Pioneering work in breast cancer

Pioneering work in breast cancer

Irene Andrulis is a molecular geneticist at the Samuel Lunenfeld Research Institute (SLRI) of Mount Sinai Hospital where she holds the Anne and Max Tanenbaum Chair in Molecular Medicine. She is a Professor in the Department of Molecular and Medical Genetics and in the Department of Laboratory Medicine and Pathobiology at the University of Toronto. She is co-head of the Fred A. Litwin Centre for Cancer Genetics at the SLRI and Director of the Ontario Cancer Genetics Network (OCGN).

She obtained her BA from the University of Pennsylvania in Biology and Psychology and her PhD from the University of California at Irvine in Molecular Biology and Biochemistry.

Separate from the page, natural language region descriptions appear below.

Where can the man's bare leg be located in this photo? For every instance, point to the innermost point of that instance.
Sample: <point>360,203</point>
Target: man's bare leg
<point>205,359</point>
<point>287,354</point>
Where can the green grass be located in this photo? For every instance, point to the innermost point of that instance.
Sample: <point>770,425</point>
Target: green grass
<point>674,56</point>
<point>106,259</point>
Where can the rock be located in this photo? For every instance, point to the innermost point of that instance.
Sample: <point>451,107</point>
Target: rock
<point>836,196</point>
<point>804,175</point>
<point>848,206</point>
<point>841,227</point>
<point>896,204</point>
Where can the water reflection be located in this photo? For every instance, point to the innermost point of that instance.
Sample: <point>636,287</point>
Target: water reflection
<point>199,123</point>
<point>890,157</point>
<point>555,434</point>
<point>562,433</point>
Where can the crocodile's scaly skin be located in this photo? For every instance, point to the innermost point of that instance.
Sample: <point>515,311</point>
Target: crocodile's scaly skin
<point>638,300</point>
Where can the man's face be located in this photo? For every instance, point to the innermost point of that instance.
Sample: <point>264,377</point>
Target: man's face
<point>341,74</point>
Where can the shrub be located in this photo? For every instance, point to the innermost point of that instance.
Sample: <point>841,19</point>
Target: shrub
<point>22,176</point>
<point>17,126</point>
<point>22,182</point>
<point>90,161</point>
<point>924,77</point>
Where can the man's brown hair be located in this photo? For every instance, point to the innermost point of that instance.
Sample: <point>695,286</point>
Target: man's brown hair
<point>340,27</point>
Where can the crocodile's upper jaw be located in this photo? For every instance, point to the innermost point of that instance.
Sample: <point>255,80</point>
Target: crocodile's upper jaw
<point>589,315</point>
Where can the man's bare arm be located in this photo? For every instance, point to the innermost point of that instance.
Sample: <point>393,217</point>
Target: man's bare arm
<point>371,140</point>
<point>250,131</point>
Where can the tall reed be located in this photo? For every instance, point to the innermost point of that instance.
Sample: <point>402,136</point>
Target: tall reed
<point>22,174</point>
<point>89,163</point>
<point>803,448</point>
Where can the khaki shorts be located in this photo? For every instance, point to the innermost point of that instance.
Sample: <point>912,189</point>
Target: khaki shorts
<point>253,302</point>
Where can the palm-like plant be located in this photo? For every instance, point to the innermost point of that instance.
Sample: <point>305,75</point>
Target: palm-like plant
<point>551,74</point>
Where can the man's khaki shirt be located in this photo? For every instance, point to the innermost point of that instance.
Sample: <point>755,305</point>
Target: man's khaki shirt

She is interested in the identification of factors associated with susceptibility, histopathology and prognosis of cancer. Her pioneering work in breast cancer is world-renowned.

Dr. Andrulis and her colleagues established that a genetic test could identify women with node negative breast cancer (cancer that has not metastasized to the lymph nodes) who are at increased risk of recurrence of the disease.

She is one of the 10 Greek scientists among the 418 researchers who participated in a new genomic study which identifies 12 genetic variations that raise the likelihood of epithelial ovarian cancer. Epithelial ovarian cancer (EOC) is the most common type of ovarian cancer. The results of the study were published in the journal Nature Genetics. The new study was conducted as part of the OncoArray Consortium in an attempt to identify the genetic background for most common cancers.

“My laboratory conducts multi-disciplinary studies to identify genetic alterations that play a role in breast cancer and sarcoma and to determine their clinical importance. Our goals are to explore the biology of these genetic alterations, to aid in diagnosis and treatment, and to discover novel targets for therapeutics”.

She was named a ‘Women of Action’ by the Israel Cancer Research Fund in 2007.